Missing task bar in Ubuntu 14.04

I am looking after the computing needs of an old chap who is running Ubuntu 14.04 on a Toshiba A300D.
I didn’t notice at installation that the task bar (at the bottom of the screen) is present but empty. This means that it is awkward to see what processes are running, except by using Alt-tab, which the owner keeps forgetting.

I have tried sudo apt-get install --reinstall ubuntu-desktop which I found on the web, but to avail. Any ideas, anyone?

Have you tried RIGHT clicking on the panel to see if anything appears?

That was the first thing I tried - sorry, I ought to have mentioned it.

I didn’t think Unity had a bottom panel ???

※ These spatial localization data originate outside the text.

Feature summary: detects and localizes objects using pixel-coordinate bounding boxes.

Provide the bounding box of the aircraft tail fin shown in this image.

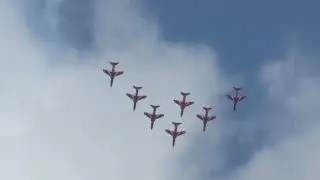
[233,86,242,91]
[172,122,182,126]
[133,85,142,90]
[203,107,212,111]
[151,105,160,109]
[180,92,190,96]
[109,61,119,66]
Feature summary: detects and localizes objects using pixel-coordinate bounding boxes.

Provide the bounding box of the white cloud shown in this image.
[229,52,320,180]
[0,0,225,180]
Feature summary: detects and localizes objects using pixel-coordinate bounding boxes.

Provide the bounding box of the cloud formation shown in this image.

Oh, dear - I’m not doing very well, am I?
I ought also to have mentioned that the PC is running in gnome fall-back mode! I wonder what other key info I’ve forgotten to mention!

What happens if you run:

sudo mv -v ~/.gconf/apps/panel ~/.gconf/apps/panel-old

then log off/on ?

Response:
[sudo] password for user:
mv: cannot stat ‘/home/user/.gconf/apps/panel’: No such file or directory

so I didn’t bother logging off/on.

What’s the output from:

find /home/user -name panel

user@A300D:~$ find /home/user -name panel
user@A300D:~$
and I tried:
user@A300D:~$ find -iname panel
user@A300D:~$

[EDIT]

Before carrying on below … what happens if you hold WinKey+Alt, and whilst holding them Right-Click on the bottom panel ?

[END EDIT]

OK, let’s get really brutal with it…

Try:

mv -v ~/.gconf ~/.gconf-old

then

mv -v ~/.config/dconf ~/.config/dconf-old

then log off/on

any change ?

That worked a treat, Mark.
But why does removing those files restore the task bar? Presumably they are present for a reason. Or are the missing files reconstituted because they are essential?

[EDIT] Just had a look and answered my own question!

Many thanks, as usual, Mark. My mate will be very happy.

Yeah as you guessed, they’re just configuration files for the user you’re currently logged on as … if you rename or delete them, they’ll be recreated with the defaults settings after logging off/on.